In response to arguments by the appellee in Hicks substantially identical to those now raised by the Friction Product Defendants, namely that the "each and every breath” expert testimony is inadequate to establish causation in light of Gregg, this Court concluded that "[w]e can discern nothing in the Gregg opinion mandating the medical evidence presented by Appellee herein is automatically insufficient to raise a factual question of causation.” Id. at 957.






Concurrence Opinion

CONCURRING STATEMENT BY

SHOGAN, J.:

¶ 1 I concur in the result reached by the majority because I, likewise, conclude that our decision in Trach v. Fellin, 817 A.2d 1102 (Pa.Super.2003) (en banc) (holding that the logical process of extrapolation is a generally accepted methodology for supporting expert testimony) guides us to such a determination.

¶ 2 It is uncontested that Decedent worked as an automotive mechanic for over forty years. It has been alleged that Decedent’s mesothelioma was caused by inhalation of asbestos-containing friction products from automotive manufacturers and suppliers. Appellant’s expert opined that each and every exposure to asbestos during Decedent’s employment contributed to his development of mesothelioma. In order to reach this conclusion, Appellant’s expert utilized the method of logic known as extrapolation.

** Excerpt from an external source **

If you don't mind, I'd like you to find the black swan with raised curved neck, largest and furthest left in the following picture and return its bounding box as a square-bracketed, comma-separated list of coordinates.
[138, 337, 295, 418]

¶3 In Track, this Court observed that extrapolation is not science but is a logical method “used to estimate the value of a *984variable outside its tabulated or observed range” or “to infer (that which is not known) from that which is known.” Track, 814 A.2d at 1114. As the Court in Track further observed, extrapolation has gained general acceptance in the scientific community under certain circumstances. Id. at 1118. As long as the basic methodology employed to reach a conclusion is sound, the scientist may extrapolate from this sound scientific basis when it is impossible or unethical to perform the type of clinical trials that would yield definitive results. Id. at 1118. The Court in Track further remarked that in a courtroom, the test for allowing a plaintiff to recover in a tort suit is not scientific certainty, but legal sufficiency. Id. Thus, it will be for a jury, aware of the fallibility of extrapolation, to decide the credibility of expert opinions. Id. at 1118-1119. It is for the defendants, through vigorous cross-examination, to prove that the opinions of experts lack credibility. Id. at 1119.

¶4 Here, the trial court attempted to distinguish Track from the instant case by categorizing various types of extrapolation procedures and concluded that the extrapolation technique used in Track was dissimilar from the technique used by the expert in the instant case. However, from my reading, Track does not distinguish between various types of extrapolation techniques and is not limited in its holding.

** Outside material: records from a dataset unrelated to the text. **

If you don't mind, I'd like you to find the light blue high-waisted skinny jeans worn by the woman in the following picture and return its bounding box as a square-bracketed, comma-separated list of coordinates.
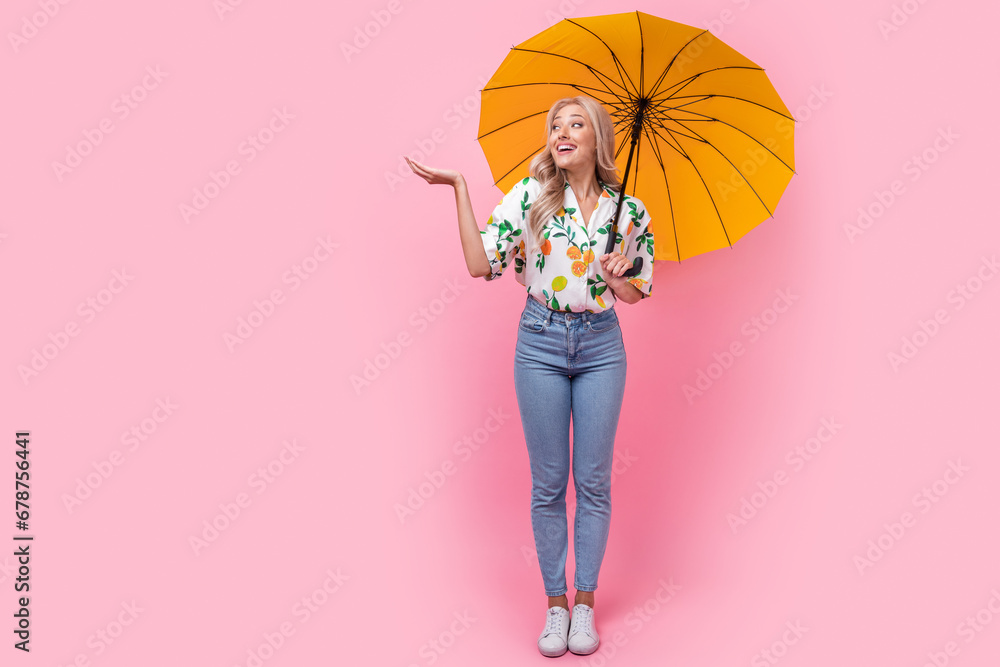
[514, 294, 625, 596]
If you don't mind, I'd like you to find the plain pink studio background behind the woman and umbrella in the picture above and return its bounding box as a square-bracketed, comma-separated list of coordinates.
[0, 0, 1000, 667]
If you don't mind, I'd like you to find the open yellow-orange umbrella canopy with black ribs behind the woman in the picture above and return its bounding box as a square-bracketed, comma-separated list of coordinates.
[479, 12, 795, 262]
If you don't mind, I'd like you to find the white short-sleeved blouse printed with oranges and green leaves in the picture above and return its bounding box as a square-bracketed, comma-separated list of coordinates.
[480, 177, 653, 313]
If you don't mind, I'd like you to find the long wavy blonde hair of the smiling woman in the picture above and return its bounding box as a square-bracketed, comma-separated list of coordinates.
[528, 95, 621, 254]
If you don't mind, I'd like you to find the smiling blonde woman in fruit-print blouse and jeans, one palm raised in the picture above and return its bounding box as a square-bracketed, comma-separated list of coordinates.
[406, 96, 653, 657]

¶ 5 Although well-intentioned, the trial court’s struggle with this issue illustrates the complexity of the cases in which the bench and the bar are forced to untangle the opinions and analysis of experts in matters involving scientific study. However, I do not believe that the trial court was setting itself up as a “super expert[ ] in the field of medicine.” See Majority Opinion at 38, fn. 25. Rather, it was trying to conscientiously deal with this confusing area of the law within the context of the case before it.

¶ 6 No doubt similar cases with “friction product defendants” are pending within this Commonwealth’s judicial system and, given the confusion that has surfaced on this subject, all would benefit from further guidance on this issue. This is especially true since a depleted en banc court of six members has participated in the consideration and decision of this case.1 Accordingly, I respectfully suggest that it is desirable for our Supreme Court to address this matter and clarify the appropriate approach to be taken in cases involving experts employing extrapolation as a methodology to support their scientific opinions.

. Indeed, consideration of a case by a six member panel of a fifteen member court represents well less than a majority of the commissioned court members. In my opinion, a majority opinion rendered by such a panel should not be given en banc precedential weight.